Once in ancient times, when the World Honored One was at Vulture Peak to give a sermon, he held up a flower, twirled it and showed it to the assembly.
At this, all remained silent. Only the venerable Kashyapa smiled.
The World Honored One said: “I have the eye treasury of the true dharma, the marvelous mind of nirvana, the true form of no-form, the subtle gate of the Dharma. It does not depend on letters, being transmitted outside the teachings. Now I entrust Mahakasyapa with this.”
~ Gateless Barrier, Case 6
I find the process by which I develop these weekly notes, not surprisingly, tracks closely with how I work on koans in general. Perhaps, gentle reader, it is so for you, as well. First a koan comes to me: it might be through a linear progression in a collection like The Gateless Barrier, or it may dynamically find me: a line from a poem pops up, a sound or a smell reminds me of something. At first, the koan and I don’t necessarily feel all that close. So we visit, often politely sitting quietly together, which has on occasion, devolved into a wrestling match.
With the above koan, one translation ~ Buddha “shows” a flower ~ sent me toward a sweet flower memory of some decades ago when I was explaining meditation to my brother. I said something kind of strange to him: “You know, Zen is like how a flower grows”, and raised my hand above my head, showing him. Kind of mysteriously, at that moment, I understood how a flower grows. It was a nice memory, but for a note on this koan, perhaps, it did feel immediate enough.
Then, I read a second translation, and rather than “show”, the Buddha “twirled” a flower.
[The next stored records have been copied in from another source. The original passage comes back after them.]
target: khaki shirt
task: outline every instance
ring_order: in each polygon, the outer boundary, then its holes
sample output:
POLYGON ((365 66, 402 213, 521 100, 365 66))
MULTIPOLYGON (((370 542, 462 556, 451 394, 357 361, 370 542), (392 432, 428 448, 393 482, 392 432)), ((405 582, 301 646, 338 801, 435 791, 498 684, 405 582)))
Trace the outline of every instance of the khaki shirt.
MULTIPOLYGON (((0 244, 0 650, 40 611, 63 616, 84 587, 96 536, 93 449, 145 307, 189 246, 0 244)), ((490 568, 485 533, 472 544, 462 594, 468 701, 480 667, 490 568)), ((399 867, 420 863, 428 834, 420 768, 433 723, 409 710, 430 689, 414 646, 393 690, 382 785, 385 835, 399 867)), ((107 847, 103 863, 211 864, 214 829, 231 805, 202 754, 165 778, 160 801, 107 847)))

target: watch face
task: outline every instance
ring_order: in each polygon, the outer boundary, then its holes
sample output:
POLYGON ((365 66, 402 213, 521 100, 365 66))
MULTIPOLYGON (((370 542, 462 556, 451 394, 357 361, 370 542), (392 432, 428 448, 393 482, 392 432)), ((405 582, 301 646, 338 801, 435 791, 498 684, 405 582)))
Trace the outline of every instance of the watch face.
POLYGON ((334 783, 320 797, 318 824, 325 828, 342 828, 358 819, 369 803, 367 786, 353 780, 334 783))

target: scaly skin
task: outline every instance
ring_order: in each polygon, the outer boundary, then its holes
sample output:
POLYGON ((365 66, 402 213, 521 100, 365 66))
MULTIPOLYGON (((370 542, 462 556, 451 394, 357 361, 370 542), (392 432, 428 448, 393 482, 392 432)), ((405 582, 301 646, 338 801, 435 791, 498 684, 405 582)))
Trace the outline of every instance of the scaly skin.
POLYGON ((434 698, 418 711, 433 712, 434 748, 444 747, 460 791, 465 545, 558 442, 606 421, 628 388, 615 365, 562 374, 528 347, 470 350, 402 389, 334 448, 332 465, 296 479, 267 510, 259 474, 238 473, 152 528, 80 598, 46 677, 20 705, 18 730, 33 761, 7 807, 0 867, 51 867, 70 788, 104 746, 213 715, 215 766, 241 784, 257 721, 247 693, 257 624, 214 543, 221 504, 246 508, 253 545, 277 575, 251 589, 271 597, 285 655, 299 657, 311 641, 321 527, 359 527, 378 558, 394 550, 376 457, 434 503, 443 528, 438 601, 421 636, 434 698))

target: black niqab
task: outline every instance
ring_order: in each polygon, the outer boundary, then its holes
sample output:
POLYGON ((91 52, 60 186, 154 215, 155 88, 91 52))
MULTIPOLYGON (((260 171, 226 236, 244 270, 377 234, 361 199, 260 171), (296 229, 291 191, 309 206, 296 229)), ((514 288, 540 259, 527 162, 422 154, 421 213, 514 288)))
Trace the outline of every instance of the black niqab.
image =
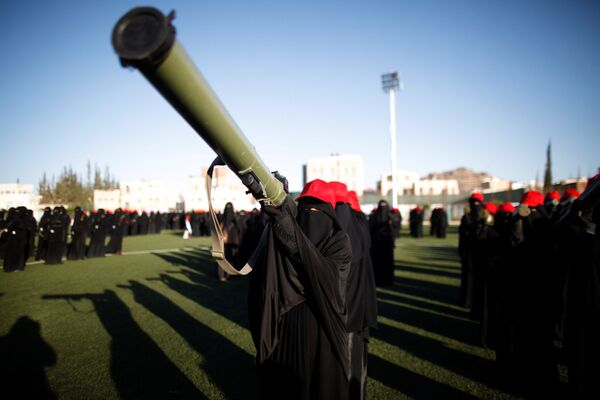
POLYGON ((380 201, 377 205, 377 209, 373 214, 374 221, 379 223, 388 223, 390 220, 390 206, 387 201, 380 201))
POLYGON ((327 212, 325 203, 300 204, 296 221, 306 237, 319 249, 333 231, 333 217, 327 212))

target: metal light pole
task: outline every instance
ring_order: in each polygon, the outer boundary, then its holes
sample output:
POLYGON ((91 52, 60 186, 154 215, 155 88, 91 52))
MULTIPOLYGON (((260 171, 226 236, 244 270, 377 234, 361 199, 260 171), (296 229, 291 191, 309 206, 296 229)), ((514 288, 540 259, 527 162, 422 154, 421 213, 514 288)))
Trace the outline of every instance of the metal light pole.
POLYGON ((390 94, 390 136, 392 160, 392 207, 398 208, 398 182, 396 179, 396 91, 402 90, 402 83, 396 71, 381 75, 383 91, 390 94))

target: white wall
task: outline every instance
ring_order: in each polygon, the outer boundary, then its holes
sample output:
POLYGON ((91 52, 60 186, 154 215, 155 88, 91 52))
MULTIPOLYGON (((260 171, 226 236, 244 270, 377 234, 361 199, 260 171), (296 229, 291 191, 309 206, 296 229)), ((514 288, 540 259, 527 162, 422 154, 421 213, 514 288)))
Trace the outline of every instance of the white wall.
POLYGON ((159 180, 121 182, 121 207, 138 211, 167 212, 175 209, 178 196, 171 185, 159 180))
POLYGON ((94 190, 94 209, 114 210, 121 207, 121 191, 94 190))
POLYGON ((1 183, 0 184, 0 209, 24 206, 36 210, 39 206, 39 197, 33 192, 33 185, 26 183, 1 183))

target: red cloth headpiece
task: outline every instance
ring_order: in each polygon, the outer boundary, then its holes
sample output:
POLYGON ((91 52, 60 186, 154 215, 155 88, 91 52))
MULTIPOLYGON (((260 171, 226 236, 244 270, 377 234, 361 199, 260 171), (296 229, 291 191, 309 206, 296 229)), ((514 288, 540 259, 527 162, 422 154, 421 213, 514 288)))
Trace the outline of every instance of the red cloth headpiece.
POLYGON ((321 179, 315 179, 304 185, 304 189, 302 189, 300 196, 296 197, 296 201, 304 197, 314 197, 315 199, 331 204, 335 209, 335 193, 331 185, 321 179))
POLYGON ((471 194, 471 199, 477 200, 477 201, 483 201, 483 193, 475 192, 475 193, 471 194))
POLYGON ((498 207, 498 212, 505 212, 509 214, 514 213, 515 210, 515 206, 513 206, 511 203, 502 203, 500 204, 500 207, 498 207))
POLYGON ((573 188, 568 188, 567 190, 565 190, 565 193, 563 194, 563 199, 576 199, 579 197, 579 192, 577 191, 577 189, 573 189, 573 188))
POLYGON ((485 203, 483 208, 492 215, 496 214, 496 211, 498 211, 498 207, 494 203, 485 203))
POLYGON ((529 207, 537 207, 544 204, 544 195, 537 190, 530 190, 525 193, 521 199, 521 204, 525 204, 529 207))
POLYGON ((360 209, 360 203, 358 202, 358 195, 354 190, 350 190, 348 192, 348 203, 350 203, 350 207, 352 207, 354 211, 362 212, 360 209))
POLYGON ((546 194, 546 201, 552 200, 560 201, 560 194, 556 190, 553 190, 546 194))
POLYGON ((331 181, 329 185, 333 189, 335 194, 336 203, 349 203, 350 198, 348 197, 348 186, 342 182, 331 181))

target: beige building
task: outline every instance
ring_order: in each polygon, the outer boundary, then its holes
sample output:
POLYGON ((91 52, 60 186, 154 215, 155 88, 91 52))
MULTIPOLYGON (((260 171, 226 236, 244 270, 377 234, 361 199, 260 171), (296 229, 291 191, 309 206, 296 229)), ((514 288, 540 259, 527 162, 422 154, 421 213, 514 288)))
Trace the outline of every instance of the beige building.
POLYGON ((365 168, 361 156, 342 154, 323 158, 312 158, 303 166, 303 182, 314 179, 343 182, 348 190, 361 196, 364 191, 365 168))
POLYGON ((33 185, 26 183, 0 183, 0 209, 27 207, 36 210, 39 196, 33 191, 33 185))
POLYGON ((174 210, 178 196, 167 182, 138 180, 121 182, 121 207, 138 211, 174 210))
POLYGON ((121 207, 121 191, 94 190, 94 209, 114 210, 121 207))
POLYGON ((510 181, 492 176, 486 172, 476 172, 469 168, 456 168, 451 171, 434 172, 424 179, 454 179, 458 182, 460 193, 473 191, 496 192, 508 190, 510 181))
POLYGON ((497 176, 489 176, 481 182, 481 189, 484 192, 502 192, 510 190, 511 182, 507 179, 498 178, 497 176))
MULTIPOLYGON (((396 182, 398 196, 439 196, 459 194, 459 186, 456 179, 427 179, 419 178, 419 174, 413 171, 396 171, 396 182)), ((381 177, 381 194, 387 196, 392 192, 392 174, 381 177)))
MULTIPOLYGON (((396 184, 398 195, 412 194, 414 184, 419 180, 419 174, 414 171, 396 171, 396 184)), ((392 174, 381 177, 381 194, 387 196, 392 193, 392 174)))
POLYGON ((414 183, 411 194, 440 196, 459 193, 456 179, 420 179, 414 183))

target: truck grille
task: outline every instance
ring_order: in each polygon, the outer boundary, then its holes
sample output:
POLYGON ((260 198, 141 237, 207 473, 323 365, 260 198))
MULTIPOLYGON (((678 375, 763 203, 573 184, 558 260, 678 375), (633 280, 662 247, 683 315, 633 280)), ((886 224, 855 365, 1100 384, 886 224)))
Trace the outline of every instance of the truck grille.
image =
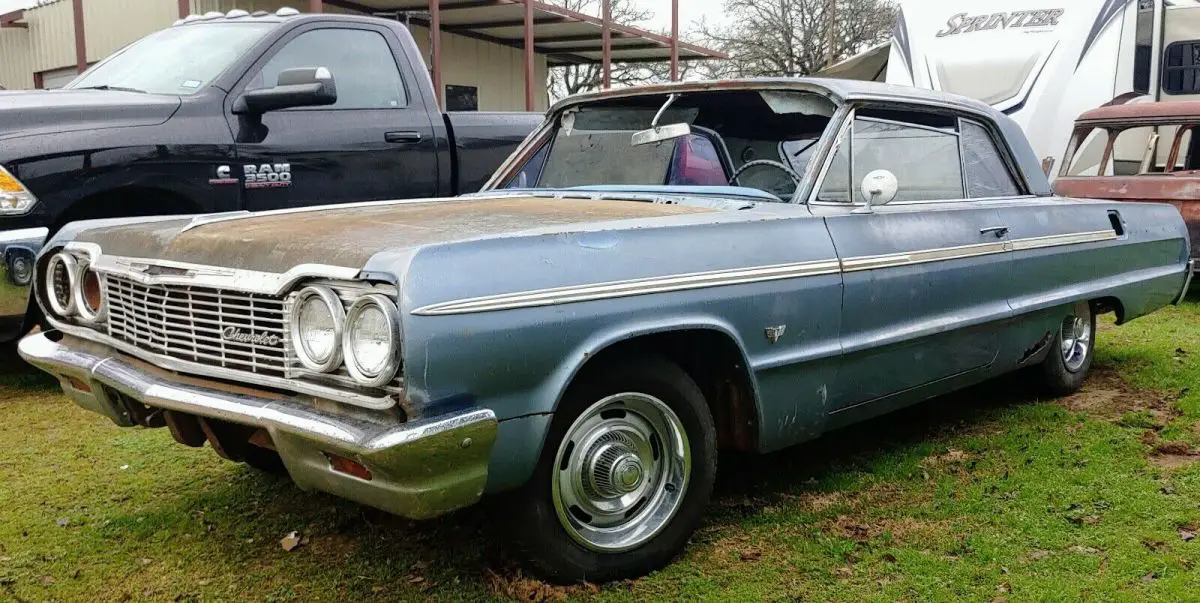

Oh my gosh, I thought, for the past week, my mind has been twisting and twirling a lot as I sat, for reasons unclear: was it the flu coming on, the stock market crash, the new drought, or the daily political outrage? Why the twirling? By now I felt I was tumbling through space like George Clooney in the movie Gravity (2013; by the way visually stunning; Rotten Tomatoes 96%). Sandra Bullock, won’t you help me?
And then I simply returned to the koan, which brought me back to the mother ship. As the koan slipped into my body, I did not need to find a meaning outside of this very moment and this very place. So, after not so long, quite naturally, the koan began to feel closer, and with the greatest ease I could show and twirl a flower.